A bug is a feature that does what the code says it should do, not what the requirements say it should do (or shouldn't in the case of most bugs). When you understand that there's no difference between a bug and a feature in the code. They're both just code.

It's a correct statement, but when you're talking about memory safe languages it's true that memory safety helps you avoid writing code that doesn't do what you were expecting, so I'd still suggest memory safety matters for reducing the number of bugs.

I read it as an argument from the end user’s perspective. Kind of like this:

  - trying to do X, getting software error: bug
  - wishing the software did Y, even though it’s not implemented: bug

Indeed there are people who think like that, but usually they are people like my grandparents, whose level of software understanding boils down to “the Desktop is where I play Solitaire” and “Internet Explorer is the literal internet”.

  • That's the simple version of it yes.
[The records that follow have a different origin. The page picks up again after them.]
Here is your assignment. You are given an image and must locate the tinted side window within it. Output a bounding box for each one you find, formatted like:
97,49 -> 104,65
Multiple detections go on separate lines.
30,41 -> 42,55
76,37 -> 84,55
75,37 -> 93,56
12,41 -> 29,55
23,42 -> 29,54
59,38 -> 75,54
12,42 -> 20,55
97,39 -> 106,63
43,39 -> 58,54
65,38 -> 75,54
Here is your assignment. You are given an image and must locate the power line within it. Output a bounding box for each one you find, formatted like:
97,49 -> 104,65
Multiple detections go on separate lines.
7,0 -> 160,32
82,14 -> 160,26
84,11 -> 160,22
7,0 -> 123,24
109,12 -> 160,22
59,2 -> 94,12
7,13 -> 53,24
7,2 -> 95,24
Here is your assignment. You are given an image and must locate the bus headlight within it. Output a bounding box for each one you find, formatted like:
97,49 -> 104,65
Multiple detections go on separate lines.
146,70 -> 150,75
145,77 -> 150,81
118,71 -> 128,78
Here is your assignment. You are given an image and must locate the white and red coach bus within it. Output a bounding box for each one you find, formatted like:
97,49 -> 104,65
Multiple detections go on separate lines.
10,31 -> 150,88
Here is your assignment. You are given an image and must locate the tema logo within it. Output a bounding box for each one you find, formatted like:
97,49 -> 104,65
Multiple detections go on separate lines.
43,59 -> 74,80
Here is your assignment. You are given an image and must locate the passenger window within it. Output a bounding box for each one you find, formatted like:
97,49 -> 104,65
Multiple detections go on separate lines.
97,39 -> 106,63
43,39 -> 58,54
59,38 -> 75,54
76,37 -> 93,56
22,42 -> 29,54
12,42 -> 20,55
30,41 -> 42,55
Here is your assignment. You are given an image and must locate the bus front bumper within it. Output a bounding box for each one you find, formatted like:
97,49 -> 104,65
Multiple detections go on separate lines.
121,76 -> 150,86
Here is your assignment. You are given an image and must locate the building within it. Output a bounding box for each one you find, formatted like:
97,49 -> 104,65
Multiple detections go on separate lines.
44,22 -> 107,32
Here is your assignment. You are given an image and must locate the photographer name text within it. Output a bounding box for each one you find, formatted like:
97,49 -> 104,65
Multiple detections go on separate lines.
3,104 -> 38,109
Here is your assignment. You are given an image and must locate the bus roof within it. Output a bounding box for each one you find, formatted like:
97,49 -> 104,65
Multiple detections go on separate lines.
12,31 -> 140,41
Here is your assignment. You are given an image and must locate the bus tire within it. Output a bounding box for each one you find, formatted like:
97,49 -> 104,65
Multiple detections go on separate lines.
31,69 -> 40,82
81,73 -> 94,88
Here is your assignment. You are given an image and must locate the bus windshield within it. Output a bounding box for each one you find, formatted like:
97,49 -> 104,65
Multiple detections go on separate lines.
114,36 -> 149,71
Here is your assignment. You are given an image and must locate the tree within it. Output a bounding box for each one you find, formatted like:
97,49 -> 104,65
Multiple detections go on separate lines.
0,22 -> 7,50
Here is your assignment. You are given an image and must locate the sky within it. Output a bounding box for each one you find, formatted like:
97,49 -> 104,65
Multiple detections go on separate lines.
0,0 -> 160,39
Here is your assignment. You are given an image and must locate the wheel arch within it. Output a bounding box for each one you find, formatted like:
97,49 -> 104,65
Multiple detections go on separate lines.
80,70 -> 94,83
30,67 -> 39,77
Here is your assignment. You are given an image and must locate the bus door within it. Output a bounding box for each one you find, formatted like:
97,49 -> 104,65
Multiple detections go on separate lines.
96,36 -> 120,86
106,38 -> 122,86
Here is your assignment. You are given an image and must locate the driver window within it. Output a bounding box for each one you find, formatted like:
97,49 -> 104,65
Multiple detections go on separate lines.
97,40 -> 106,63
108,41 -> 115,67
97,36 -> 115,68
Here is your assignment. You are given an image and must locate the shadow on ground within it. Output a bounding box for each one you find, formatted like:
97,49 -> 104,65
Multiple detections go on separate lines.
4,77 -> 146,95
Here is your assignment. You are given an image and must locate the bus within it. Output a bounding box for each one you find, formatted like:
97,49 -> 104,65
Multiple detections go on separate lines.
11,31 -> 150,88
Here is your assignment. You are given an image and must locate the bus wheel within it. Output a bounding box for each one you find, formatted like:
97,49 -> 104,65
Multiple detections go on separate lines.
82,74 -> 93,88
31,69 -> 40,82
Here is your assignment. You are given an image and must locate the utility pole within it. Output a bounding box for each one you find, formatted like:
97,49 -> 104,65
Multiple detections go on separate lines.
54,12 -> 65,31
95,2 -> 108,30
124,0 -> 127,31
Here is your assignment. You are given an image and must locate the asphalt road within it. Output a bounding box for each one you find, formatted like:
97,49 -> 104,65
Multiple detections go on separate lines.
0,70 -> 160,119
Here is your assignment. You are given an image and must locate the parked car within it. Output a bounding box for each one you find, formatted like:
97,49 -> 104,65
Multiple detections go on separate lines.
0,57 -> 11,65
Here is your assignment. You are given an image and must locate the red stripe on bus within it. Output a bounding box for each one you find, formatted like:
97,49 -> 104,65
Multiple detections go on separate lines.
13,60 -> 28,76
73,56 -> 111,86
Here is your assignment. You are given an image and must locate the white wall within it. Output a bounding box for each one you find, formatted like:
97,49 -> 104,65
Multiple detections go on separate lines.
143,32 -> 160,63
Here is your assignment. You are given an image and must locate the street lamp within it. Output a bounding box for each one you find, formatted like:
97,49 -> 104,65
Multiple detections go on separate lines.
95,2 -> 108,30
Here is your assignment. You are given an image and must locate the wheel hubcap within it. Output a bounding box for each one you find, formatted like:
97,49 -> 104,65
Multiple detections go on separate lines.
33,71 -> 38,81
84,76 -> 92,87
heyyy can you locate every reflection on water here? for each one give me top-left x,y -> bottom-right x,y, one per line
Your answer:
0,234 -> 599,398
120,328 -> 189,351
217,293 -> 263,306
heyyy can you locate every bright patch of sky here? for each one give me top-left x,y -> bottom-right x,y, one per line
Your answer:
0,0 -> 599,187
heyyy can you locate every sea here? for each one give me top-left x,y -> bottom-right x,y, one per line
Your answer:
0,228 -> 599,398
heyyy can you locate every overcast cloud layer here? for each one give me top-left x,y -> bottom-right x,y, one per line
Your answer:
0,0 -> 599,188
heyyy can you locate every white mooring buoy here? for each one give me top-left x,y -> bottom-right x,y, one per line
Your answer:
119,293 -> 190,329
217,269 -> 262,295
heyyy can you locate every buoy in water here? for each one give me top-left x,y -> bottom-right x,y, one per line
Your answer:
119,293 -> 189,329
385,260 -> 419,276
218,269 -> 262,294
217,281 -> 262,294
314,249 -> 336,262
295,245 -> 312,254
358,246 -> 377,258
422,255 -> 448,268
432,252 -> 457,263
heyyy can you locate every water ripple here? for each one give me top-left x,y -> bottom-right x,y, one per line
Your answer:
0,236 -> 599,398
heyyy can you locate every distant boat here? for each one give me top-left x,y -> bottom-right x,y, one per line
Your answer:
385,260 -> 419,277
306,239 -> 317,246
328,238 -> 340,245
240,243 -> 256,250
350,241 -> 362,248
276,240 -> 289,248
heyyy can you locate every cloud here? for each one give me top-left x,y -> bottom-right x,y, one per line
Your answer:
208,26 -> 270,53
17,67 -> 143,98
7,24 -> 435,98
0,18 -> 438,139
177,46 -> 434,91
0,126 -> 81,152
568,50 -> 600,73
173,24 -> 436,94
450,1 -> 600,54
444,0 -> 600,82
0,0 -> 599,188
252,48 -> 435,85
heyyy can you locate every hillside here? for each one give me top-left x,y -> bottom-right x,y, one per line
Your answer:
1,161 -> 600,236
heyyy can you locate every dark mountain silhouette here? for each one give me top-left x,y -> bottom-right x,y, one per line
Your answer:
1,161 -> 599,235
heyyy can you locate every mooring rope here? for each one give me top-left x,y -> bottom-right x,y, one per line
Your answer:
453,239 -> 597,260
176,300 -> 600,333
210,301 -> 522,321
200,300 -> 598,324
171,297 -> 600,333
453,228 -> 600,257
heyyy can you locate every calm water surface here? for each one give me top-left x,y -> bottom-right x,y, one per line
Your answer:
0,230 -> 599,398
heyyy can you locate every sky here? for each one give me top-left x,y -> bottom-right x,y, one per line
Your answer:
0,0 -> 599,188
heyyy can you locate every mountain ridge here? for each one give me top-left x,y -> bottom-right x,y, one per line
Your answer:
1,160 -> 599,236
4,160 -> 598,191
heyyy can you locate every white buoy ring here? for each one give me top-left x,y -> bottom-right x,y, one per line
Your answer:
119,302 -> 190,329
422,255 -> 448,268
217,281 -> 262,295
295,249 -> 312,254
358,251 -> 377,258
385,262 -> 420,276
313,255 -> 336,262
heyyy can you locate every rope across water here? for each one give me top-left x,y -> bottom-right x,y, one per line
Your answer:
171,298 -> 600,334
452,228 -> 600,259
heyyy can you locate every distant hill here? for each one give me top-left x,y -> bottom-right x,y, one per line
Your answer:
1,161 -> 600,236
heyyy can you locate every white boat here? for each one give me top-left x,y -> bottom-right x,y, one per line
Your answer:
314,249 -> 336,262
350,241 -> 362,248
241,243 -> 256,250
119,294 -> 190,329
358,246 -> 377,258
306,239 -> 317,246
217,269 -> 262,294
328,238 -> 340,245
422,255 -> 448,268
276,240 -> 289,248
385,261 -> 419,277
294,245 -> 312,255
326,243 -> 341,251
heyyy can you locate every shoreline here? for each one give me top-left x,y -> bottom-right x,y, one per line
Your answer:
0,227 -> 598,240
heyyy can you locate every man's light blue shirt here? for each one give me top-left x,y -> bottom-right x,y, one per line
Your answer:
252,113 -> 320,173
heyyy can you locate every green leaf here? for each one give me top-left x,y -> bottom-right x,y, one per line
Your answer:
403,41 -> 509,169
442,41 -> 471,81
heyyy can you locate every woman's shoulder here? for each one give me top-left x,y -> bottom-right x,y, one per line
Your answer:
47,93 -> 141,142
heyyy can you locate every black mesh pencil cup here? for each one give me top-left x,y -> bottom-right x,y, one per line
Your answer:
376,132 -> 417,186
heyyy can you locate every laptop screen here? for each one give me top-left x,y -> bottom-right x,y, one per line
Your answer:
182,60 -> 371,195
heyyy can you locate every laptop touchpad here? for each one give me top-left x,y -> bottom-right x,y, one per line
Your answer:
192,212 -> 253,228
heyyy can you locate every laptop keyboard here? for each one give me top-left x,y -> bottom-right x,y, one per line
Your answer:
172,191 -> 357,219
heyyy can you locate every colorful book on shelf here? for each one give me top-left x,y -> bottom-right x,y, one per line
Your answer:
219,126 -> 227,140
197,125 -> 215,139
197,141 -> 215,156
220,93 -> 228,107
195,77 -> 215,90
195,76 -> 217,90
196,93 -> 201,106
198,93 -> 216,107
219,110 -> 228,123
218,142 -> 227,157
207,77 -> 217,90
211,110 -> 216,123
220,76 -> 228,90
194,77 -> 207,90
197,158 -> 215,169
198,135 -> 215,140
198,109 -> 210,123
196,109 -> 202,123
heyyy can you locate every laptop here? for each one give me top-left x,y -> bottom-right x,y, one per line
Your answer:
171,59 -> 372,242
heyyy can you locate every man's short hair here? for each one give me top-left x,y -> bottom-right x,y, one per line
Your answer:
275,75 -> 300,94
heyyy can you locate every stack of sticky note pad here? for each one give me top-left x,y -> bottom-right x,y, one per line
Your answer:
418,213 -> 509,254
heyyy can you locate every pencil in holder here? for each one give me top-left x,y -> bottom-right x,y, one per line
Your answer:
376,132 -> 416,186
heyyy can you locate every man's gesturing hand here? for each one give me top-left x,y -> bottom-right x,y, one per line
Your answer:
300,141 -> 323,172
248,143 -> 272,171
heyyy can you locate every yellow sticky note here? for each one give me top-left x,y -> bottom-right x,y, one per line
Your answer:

I outlined a more complex version of it in a parallel answer. In short: lacking a complete specification of what to do, it's often impossible even within software teams to tell whether something is a bug.

    And you never have a complete specification of what to do.

  • >an argument from the end user’s perspective

    Well, the end user's perspective is buggy.

    And a developer doesn't have to give the same semantics as the user, anymore than a medical equipment manufactured needs to consider its products based on what each random patient wants and what misconceptions or urban legends they believe.